The dual LED flash in the iPhone 5s allows changing its color from white to amber, to approximate the color temperature of ambient light. dpreview.com writes:
In fact, it features the first auto-color balancing flash of any camera. The light from a flash, LED or otherwise, is rarely the same color as the ambient light. This is particularly true when shooting in the warm tungsten light typical of indoor, nighttime scenes. With different colored light sources, white balance is almost inevitably going to be wrong for at least part of the image: the flash light may look bluish, or the ambient light may look orange.
This makes me wonder:
Is there a similar device for the hot shoe of a conventional camera?
How it could look:
Dual LED flash like on the iPhone, for near distance shots.

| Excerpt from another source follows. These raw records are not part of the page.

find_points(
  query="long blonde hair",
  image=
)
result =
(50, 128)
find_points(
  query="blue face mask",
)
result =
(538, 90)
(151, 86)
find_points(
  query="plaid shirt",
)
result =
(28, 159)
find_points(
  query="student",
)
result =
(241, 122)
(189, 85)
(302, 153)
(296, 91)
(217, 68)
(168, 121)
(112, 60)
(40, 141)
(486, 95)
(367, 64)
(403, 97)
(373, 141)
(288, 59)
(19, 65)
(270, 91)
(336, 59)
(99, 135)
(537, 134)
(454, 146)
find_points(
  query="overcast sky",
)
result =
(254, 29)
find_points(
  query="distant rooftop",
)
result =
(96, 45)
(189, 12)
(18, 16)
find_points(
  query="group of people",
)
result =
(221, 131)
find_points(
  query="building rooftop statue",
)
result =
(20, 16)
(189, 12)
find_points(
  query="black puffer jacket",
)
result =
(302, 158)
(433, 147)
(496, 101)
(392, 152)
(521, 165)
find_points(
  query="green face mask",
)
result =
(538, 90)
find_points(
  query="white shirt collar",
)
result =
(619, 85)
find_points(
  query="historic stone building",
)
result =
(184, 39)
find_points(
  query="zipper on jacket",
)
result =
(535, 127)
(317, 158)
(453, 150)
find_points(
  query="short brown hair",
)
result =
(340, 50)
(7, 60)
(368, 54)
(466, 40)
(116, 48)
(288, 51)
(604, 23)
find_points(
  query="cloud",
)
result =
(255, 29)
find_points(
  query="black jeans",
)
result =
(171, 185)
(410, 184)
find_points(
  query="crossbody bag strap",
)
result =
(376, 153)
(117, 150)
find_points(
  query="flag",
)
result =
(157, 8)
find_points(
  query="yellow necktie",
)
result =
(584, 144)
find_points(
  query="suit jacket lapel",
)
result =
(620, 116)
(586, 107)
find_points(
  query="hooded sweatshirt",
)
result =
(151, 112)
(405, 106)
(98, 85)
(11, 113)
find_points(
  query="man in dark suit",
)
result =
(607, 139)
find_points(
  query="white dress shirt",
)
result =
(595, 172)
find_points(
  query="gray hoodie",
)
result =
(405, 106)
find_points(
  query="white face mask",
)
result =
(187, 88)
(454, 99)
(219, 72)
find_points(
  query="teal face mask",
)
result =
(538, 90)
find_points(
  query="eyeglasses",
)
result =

Or: A conventional flash with a color LCD on top. If the LCD is RGB, then the intensity of the flash would go down to one third its original intensity, approximately: red sub pixels discard green and blue photons, green sub pixels discard red and blue photons, etc.
A compromise could be to use an LCD with just two colors. Part of the sub pixels would be yellow, allowing transmission of red, green, and yellow photons. The other sub pixels would be blue. Ideally, intensity would go down by just 50%.
Or, as @EdgarBonet proposes below, use orange (or yellow, amber) plus white sub pixels.